Le marché derrière ce blocage grandit vite. Bloomberg Intelligence estime que le marché de l’assemblage avancé 2,5D et 3D pourrait être multiplié par huit, à 80,5 milliards de dollars d’ici 2033, avec une croissance annuelle moyenne de 26%, plus rapide que les 10% attendus pour l’ensemble du secteur des semi-conducteurs.

Ce manque de capacité attire les fabricants d’écrans.
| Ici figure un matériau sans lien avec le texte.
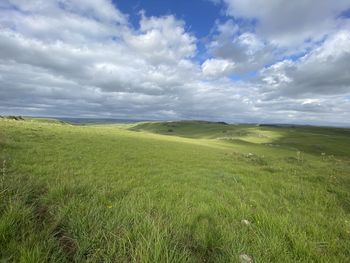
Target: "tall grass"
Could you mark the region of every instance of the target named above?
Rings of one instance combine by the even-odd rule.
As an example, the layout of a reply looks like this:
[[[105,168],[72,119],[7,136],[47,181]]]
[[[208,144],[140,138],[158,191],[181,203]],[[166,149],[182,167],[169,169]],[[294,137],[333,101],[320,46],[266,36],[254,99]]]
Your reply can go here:
[[[346,130],[176,125],[0,121],[1,260],[348,261]]]

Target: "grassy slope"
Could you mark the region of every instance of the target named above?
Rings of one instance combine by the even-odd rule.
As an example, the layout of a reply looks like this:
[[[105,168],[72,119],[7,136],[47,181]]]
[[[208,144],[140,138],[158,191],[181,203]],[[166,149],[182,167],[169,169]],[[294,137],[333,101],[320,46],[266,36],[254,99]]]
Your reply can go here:
[[[0,120],[0,258],[346,262],[349,151],[342,129]]]

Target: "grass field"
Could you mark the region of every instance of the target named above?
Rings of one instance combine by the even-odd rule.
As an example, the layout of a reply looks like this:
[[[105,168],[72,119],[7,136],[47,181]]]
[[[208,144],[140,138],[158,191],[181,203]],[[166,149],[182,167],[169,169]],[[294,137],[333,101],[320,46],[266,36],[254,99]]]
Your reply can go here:
[[[0,119],[0,161],[0,262],[350,262],[348,129]]]

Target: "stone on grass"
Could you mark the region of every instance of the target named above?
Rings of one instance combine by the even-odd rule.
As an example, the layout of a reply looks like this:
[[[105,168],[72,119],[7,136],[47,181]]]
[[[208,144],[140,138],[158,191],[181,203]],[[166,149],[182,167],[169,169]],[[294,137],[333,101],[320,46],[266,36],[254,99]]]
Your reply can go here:
[[[249,225],[250,225],[250,222],[249,222],[247,219],[243,219],[243,220],[241,221],[241,223],[242,223],[243,225],[246,225],[246,226],[249,226]]]
[[[242,254],[239,256],[239,260],[241,263],[253,263],[253,259],[247,254]]]

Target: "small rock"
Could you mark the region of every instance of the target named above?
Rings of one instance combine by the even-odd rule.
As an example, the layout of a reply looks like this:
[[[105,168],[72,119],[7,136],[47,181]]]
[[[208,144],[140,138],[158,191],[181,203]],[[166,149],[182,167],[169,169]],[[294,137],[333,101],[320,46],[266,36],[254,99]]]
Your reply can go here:
[[[240,255],[239,260],[241,263],[253,263],[254,262],[253,259],[246,254]]]
[[[246,225],[246,226],[249,226],[249,225],[250,225],[250,222],[249,222],[247,219],[243,219],[243,220],[241,221],[241,223],[242,223],[243,225]]]

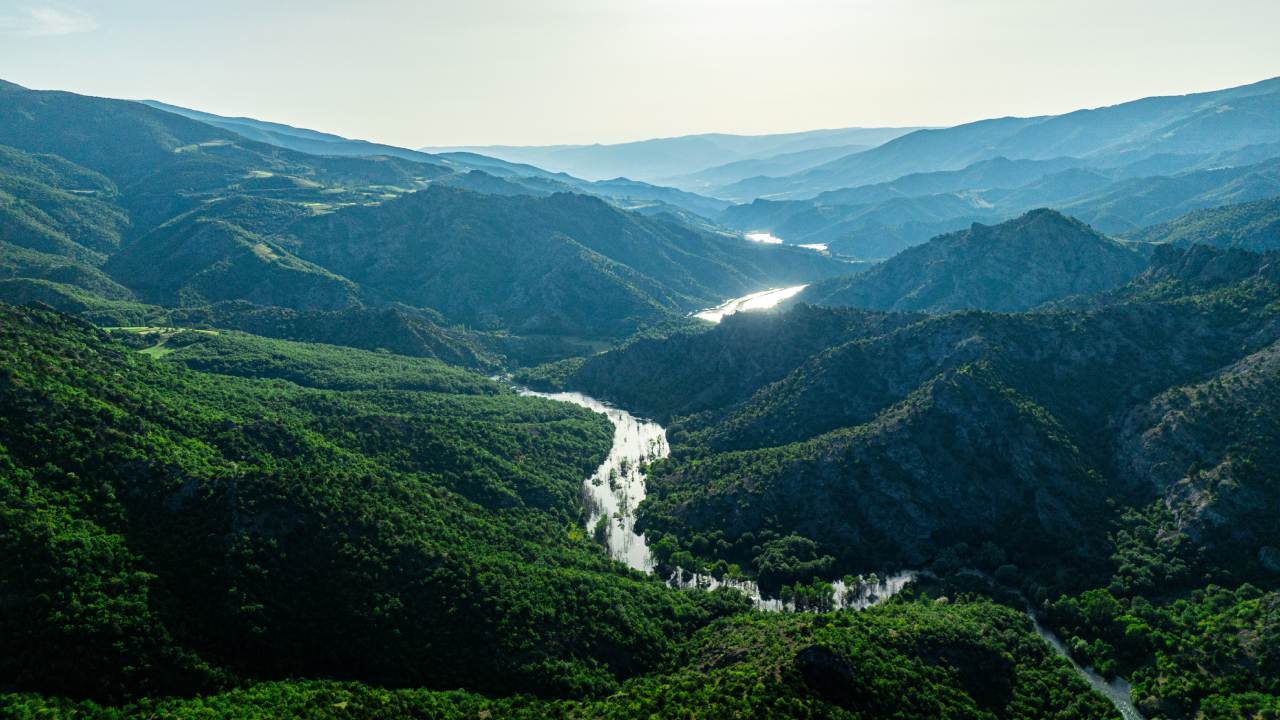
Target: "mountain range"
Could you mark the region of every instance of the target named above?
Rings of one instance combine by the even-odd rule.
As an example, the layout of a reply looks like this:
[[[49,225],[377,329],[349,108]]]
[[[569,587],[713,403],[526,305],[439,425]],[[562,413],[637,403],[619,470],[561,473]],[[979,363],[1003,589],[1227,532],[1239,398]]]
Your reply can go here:
[[[588,180],[631,177],[699,191],[724,178],[749,177],[760,168],[812,167],[824,160],[874,147],[916,128],[841,128],[773,135],[707,133],[611,145],[423,148],[448,155],[474,152],[530,163]]]
[[[110,286],[120,301],[300,312],[400,304],[486,331],[620,337],[847,267],[693,227],[679,213],[649,217],[620,207],[630,203],[574,195],[572,178],[517,174],[501,161],[478,170],[414,153],[353,155],[382,149],[219,121],[233,133],[169,109],[15,85],[0,89],[0,107],[18,118],[0,124],[14,197],[6,242],[26,252],[28,266],[30,253],[59,258],[51,266],[78,263],[80,290]],[[239,132],[341,150],[313,155]],[[491,174],[495,167],[507,177]],[[645,191],[596,185],[616,197]],[[65,285],[69,272],[26,274]],[[29,281],[9,297],[35,289],[56,299],[56,287]]]
[[[507,181],[464,173],[442,180],[460,187],[595,194],[647,214],[670,212],[692,224],[768,232],[789,244],[822,245],[839,255],[880,259],[934,235],[973,222],[1000,222],[1036,207],[1061,208],[1101,231],[1125,233],[1191,210],[1269,197],[1280,192],[1273,167],[1280,157],[1280,134],[1268,129],[1274,127],[1268,118],[1277,112],[1278,89],[1275,80],[1267,80],[1060,116],[993,119],[955,128],[712,134],[603,146],[445,149],[430,155],[152,104],[240,129],[249,137],[274,138],[295,149],[341,147],[342,153],[368,153],[383,148],[398,157],[429,157]],[[314,145],[299,144],[303,143],[300,138]],[[975,139],[985,144],[975,145]],[[506,159],[479,155],[476,150]],[[715,152],[750,157],[681,176],[663,176],[646,164],[697,165]],[[576,158],[586,163],[585,169],[552,173],[529,164],[562,169],[552,158],[563,159],[568,163],[565,168]],[[819,166],[822,161],[827,162]],[[810,163],[814,165],[809,167]],[[840,174],[835,169],[844,167],[841,163],[874,165],[882,175]],[[809,169],[802,172],[800,166]],[[804,180],[806,173],[836,179],[821,192],[815,187],[808,192],[809,198],[804,192],[788,192],[754,199],[761,193],[726,192],[724,188],[732,183],[717,185],[717,177],[752,168],[762,172],[767,168],[777,173],[779,181],[786,178],[801,184],[809,182]],[[592,180],[580,180],[574,174]],[[505,185],[505,190],[495,189],[499,185]],[[753,201],[731,206],[732,200]]]
[[[1273,717],[1277,92],[539,159],[0,83],[0,716]]]
[[[799,173],[750,178],[715,194],[729,199],[806,198],[911,173],[959,170],[998,157],[1072,157],[1105,167],[1165,155],[1205,155],[1276,142],[1278,114],[1280,78],[1272,78],[1064,115],[994,118],[918,130]]]
[[[798,172],[699,187],[737,205],[716,222],[890,257],[1038,207],[1107,233],[1280,193],[1280,79],[1033,118],[923,129]]]
[[[631,209],[644,209],[652,212],[683,209],[706,216],[719,212],[730,204],[724,200],[703,197],[692,192],[682,192],[675,188],[627,180],[622,177],[614,177],[610,181],[593,182],[564,172],[549,172],[541,167],[535,167],[527,163],[507,162],[493,155],[482,155],[462,150],[429,154],[393,145],[351,140],[331,133],[297,128],[281,123],[245,117],[214,115],[200,110],[169,105],[156,100],[142,102],[165,112],[228,130],[248,140],[277,145],[299,152],[329,156],[385,156],[442,165],[454,170],[456,173],[447,181],[451,184],[471,187],[477,187],[481,184],[494,185],[498,184],[497,180],[486,180],[485,178],[497,178],[505,180],[516,187],[523,188],[521,192],[525,193],[582,192],[620,202]],[[469,180],[466,179],[468,177],[470,178]],[[601,180],[604,179],[602,178]]]
[[[959,171],[831,191],[813,200],[755,200],[716,219],[730,228],[767,231],[797,245],[821,243],[834,253],[863,259],[888,257],[943,232],[1045,206],[1103,232],[1129,233],[1193,210],[1280,193],[1278,152],[1280,144],[1250,146],[1190,156],[1162,168],[1140,161],[1108,170],[1067,158],[998,158]],[[1170,174],[1139,174],[1157,169]]]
Leur expérience du verre, des réseaux TFT et de la lithographie de précision recoupe directement ce qu’il faut pour le FOPLP (fan-out panel-level packaging : assembler des puces sur un grand panneau, comme un panneau d’écran, pour produire en volume) et les interposeurs en verre. Les premières applications commerciales de l’assemblage avancé sur verre sont attendues vers fin 2027, ce qui rend l’entrée sur ce marché plus concrète.

Exemples :

  • Samsung Display relie déjà les deux mondes :
    • 73,24 milliards de dollars investis en 2026 dans les semi-conducteurs (mémoire, fonderie, assemblage avancé).
    • Collaboration avec Nvidia sur des usines IA, avec « jumeau numérique » (copie virtuelle d’une usine pour tester et améliorer).
    • Lancement d’un assemblage « Hybrid Copper Bonding » (liaison cuivre-cuivre) qui améliore la gestion de la chaleur d’environ 20% pour le calcul haute performance (HPC : ordinateurs très puissants).
  • LG Display est plus tôt dans le processus, en étudiant les interposeurs en verre, ce qui indique une entrée possible dans l’assemblage avancé.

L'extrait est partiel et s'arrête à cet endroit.